1. The problem statement, all variables and given/known data
Hi Guys,

I am trying to solve this question, please look at the attached picture

2. Relevant equations
The general equation for a inverting amp is -Rf/R1 * Vin = Vout

3. The attempt at a solution
Well as the question says the two resistors, R2 and R must be treated as parallel so I think the best way to do it would be to use the three resistors, R1, R2, R to find an equivalent resistance for R1. I thought I could do this by thinking that R1 is in series with the parallel combination on R2 and R but when I do the calculation and use the general equation I get the wrong answer which is 20k Ohms . Can anyone offer a hand?

Thanks!

#### Attached Files:

• ###### Screen Shot 2014-12-27 at 19.40.54.png
File size:
23 KB
Views:
119
2. Dec 27, 2014

### Staff: Mentor

You cannot treat them as parallel resistors everywhere because the current going through the 50kOhm resistor goes through R2 but not through R.
I would start at that point: you can calculate the current through R2 and the corresponding voltage as function of the output voltage. Then use Kirchhoff's law at the node between R/R1/R2 and the "design" input voltage to solve for R.

Edit: Hmm, I did that and got 20 kOhm... do you know the answer that is supposed to be right?

3. Dec 27, 2014

### GBA13

Hi mfb, thanks for answering. Just to clarify the correct answer is 20kOhm, I phrased that part of the question badly!
Ok that makes sense. As no current can flow into the input isn't the current going across the 50kOhm resistor same as the current across R2?

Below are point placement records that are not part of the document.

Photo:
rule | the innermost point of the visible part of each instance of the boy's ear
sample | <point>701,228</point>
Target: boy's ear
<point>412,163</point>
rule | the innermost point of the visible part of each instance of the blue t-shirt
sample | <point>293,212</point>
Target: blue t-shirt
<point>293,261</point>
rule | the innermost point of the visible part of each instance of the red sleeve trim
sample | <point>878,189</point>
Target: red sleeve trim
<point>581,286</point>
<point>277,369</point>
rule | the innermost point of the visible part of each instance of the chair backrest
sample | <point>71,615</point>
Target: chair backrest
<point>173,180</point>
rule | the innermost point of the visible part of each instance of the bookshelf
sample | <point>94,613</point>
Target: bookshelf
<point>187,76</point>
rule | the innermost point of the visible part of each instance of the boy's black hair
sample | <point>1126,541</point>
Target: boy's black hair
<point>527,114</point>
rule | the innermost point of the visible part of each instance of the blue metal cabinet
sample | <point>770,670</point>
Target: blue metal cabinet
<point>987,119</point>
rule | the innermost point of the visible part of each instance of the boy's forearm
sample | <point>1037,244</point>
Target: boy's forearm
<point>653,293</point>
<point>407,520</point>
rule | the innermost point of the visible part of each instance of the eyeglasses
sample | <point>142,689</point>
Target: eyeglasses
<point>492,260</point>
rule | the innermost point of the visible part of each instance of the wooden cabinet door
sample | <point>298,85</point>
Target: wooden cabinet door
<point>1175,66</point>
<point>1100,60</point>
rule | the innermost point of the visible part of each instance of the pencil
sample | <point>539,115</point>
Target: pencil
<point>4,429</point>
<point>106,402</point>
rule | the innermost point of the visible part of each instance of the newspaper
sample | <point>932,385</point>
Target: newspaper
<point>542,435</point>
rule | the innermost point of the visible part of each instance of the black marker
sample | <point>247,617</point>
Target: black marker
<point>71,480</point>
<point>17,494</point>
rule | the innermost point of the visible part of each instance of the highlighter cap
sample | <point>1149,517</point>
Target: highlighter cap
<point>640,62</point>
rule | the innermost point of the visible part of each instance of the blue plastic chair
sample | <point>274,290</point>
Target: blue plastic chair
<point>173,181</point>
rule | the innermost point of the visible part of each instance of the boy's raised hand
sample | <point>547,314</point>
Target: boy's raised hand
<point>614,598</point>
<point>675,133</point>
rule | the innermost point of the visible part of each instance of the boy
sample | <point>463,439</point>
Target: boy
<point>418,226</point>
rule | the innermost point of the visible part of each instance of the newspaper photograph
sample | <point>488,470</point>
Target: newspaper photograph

I'm not sure how to find the current through R2. I would think that the current through R1 is Vin/10k so then the current through R2 would be (Vin/10k) - (Vin/R)? I'm not really sure if thats right but I'm not really sure how it would help me either...

4. Dec 27, 2014

### Staff: Mentor

Ah okay.

Right.

Why?
Even if the first thing would be right this would be wrong, and I don't see where you got that from.

5. Dec 27, 2014

### GBA13

Ok I guess that's just completely wrong.

To be honest I'm really not sure what to do, the voltage at point B is 0V so that makes me think that the voltage drop across the 50kOhm resistor must be 0V but then the current through it would be 0A so then the current in R2 would also be 0A so that can't be right.

6. Dec 27, 2014

### Staff: Mentor

If you have 0 V at the left side and Vout at the right side, what is the voltage drop across the 50kOhm resistor?

7. Dec 27, 2014

### Staff: Mentor

I am very much liking this angle of approach to the problem. Just thought I'd mention that :)

8. Dec 28, 2014

### GBA13

I would think you would have a voltage drop of Vout, which is -2Vin for the 50kOhm resistor.

9. Dec 28, 2014

### Staff: Mentor

Right. So what then is an expression for the current through the 50 k resistor? What other component does it pass through?

10. Dec 28, 2014

### GBA13

Ok so the current through resistor is -2Vin/50k and this current also goes through R2, so the current through R2 also has a current of -2Vin/50k. I think there would be a different current though R and R1 as there is a branch.

11. Dec 28, 2014

### GBA13

Thinking about it then the voltage in R2 would be (-2Vin/50k * 10k) so this must also be the voltage at R as they are in parallel. So im thinking the next thing would be to find the current in R..

12. Dec 28, 2014

### Staff: Mentor

Okay, so you have the current through R2 and the voltage at the top of R. You also know the input voltage, hence the voltage at both ends of R1..... What's the current through R1?

13. Dec 29, 2014

### GBA13

So the current would be ((-2Vin/50k * 10k) - Vin) /10k . I think I can then use KCL to find the current in the R branch.. so (-2Vin/50k * 10k) - Vin) /10k - (-2Vin/50k) is the current in R?

14. Dec 29, 2014

### Staff: Mentor

Yes, use KCL to find the current through R. Be careful about the sign of the voltage at the top of R. What direction is the current flowing through R2?